The findings, which came from research led by glaciologist Hamish Pritchard of the British Antarctic Survey (BAS), show that the western side of Antarctica is shedding 23 feet of ice sheet each year, from a mixture of causes, most of which are man-made.
Using the NASA ICESat satellite, which recorded 4.5 million measurements over five years, the BAS discovered that 20 of Antarctica's 54 ice shelves across Antarctica were actually being melted from below, by warm water, rather than warmer air caused by global warming. They believe that changes in wind currents pushed warmer water towards the ice shelves.
This means that a larger amount of ice is melting in the area than was previously thought.
The cause of the wind change itself, Pritchard said, was due to man-made greenhouse gases and the hole in the ozone layer, as well as natural weather variation.
Pritchard said: “In most places in Antarctica, we can’t explain the ice-shelf thinning through melting of snow at the surface, so it has to be driven by warm ocean currents melting them from below."

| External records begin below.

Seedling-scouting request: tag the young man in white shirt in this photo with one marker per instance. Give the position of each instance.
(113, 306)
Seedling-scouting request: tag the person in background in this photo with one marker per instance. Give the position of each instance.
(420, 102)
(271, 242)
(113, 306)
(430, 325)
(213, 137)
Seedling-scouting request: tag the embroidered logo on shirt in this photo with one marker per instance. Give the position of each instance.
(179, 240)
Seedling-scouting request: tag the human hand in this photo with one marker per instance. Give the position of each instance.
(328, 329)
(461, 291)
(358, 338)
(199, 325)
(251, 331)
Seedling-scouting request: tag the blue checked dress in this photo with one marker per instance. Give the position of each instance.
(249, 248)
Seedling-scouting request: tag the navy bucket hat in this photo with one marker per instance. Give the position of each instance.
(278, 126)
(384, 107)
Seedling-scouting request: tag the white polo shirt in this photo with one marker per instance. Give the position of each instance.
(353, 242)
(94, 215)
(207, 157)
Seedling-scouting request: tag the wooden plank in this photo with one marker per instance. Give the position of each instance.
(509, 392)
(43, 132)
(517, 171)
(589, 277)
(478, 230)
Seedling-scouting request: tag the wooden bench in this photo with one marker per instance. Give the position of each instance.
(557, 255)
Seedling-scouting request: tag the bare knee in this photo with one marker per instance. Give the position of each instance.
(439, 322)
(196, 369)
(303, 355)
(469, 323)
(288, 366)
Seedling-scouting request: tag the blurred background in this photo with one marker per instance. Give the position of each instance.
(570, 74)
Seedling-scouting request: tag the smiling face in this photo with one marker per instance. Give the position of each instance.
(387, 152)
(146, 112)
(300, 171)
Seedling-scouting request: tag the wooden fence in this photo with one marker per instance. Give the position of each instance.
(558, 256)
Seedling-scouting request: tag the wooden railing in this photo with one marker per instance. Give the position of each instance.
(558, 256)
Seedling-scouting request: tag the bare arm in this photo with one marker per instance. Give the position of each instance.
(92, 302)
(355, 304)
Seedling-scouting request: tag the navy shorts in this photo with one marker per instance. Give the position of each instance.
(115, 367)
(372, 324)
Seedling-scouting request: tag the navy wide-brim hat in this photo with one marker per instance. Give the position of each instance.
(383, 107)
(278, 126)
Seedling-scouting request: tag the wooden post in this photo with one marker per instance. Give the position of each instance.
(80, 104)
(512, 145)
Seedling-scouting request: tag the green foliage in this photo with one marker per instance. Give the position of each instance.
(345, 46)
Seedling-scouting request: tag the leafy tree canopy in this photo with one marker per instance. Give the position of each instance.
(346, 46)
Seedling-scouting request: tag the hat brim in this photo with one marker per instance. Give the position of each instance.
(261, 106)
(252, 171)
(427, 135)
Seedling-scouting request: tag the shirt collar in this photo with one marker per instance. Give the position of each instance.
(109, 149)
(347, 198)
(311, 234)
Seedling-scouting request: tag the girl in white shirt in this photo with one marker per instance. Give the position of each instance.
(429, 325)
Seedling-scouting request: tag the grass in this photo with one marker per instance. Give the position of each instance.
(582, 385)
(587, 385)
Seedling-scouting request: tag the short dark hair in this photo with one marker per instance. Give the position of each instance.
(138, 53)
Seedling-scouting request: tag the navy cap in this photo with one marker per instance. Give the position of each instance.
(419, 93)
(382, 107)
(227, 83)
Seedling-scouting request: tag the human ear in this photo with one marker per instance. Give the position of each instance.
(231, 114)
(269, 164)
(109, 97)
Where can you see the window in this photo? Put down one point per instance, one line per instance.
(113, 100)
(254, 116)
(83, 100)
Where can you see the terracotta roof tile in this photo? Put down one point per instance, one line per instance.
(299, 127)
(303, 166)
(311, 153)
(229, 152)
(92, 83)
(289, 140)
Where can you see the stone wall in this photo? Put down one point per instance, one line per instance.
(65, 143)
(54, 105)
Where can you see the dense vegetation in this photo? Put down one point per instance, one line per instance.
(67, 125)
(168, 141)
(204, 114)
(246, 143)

“We’ve looked all around the Antarctic coast and we see a clear pattern: in all the cases where ice shelves are being melted by the ocean, the inland glaciers are speeding up. It’s this glacier acceleration that’s responsible for most of the increase in ice loss from the continent and this is contributing to sea-level rise.”
Pritchard said that the team was surprised by how sensitive the glaciers seem to be. He explained that some shelves were thinning by a number of metres per year, thus adding billions of tons of ice into the oceans.
"It means that we can lose an awful lot of ice to the sea without ever having summers warm enough to make the snow on top of the glaciers melt - the oceans can do all the work from below."
The report concludes that what is currently happening in Antarctica, according to their study, "may have already triggered a period of unstable glacier retreat".
The area which the BAS studied, the Western Antarctic Ice Sheet, would add 16 feet to the global see level if it melted, scientists predict, but it would take decades for that to happen.
Two experts in the field, Waleed Abdalati of NASA and Ted Scambos of the National Snow and Ice Data Center told the Associated Press that the study's findings "make an important advance" and will change the way scientists think about the dangers of melting in Antarctica.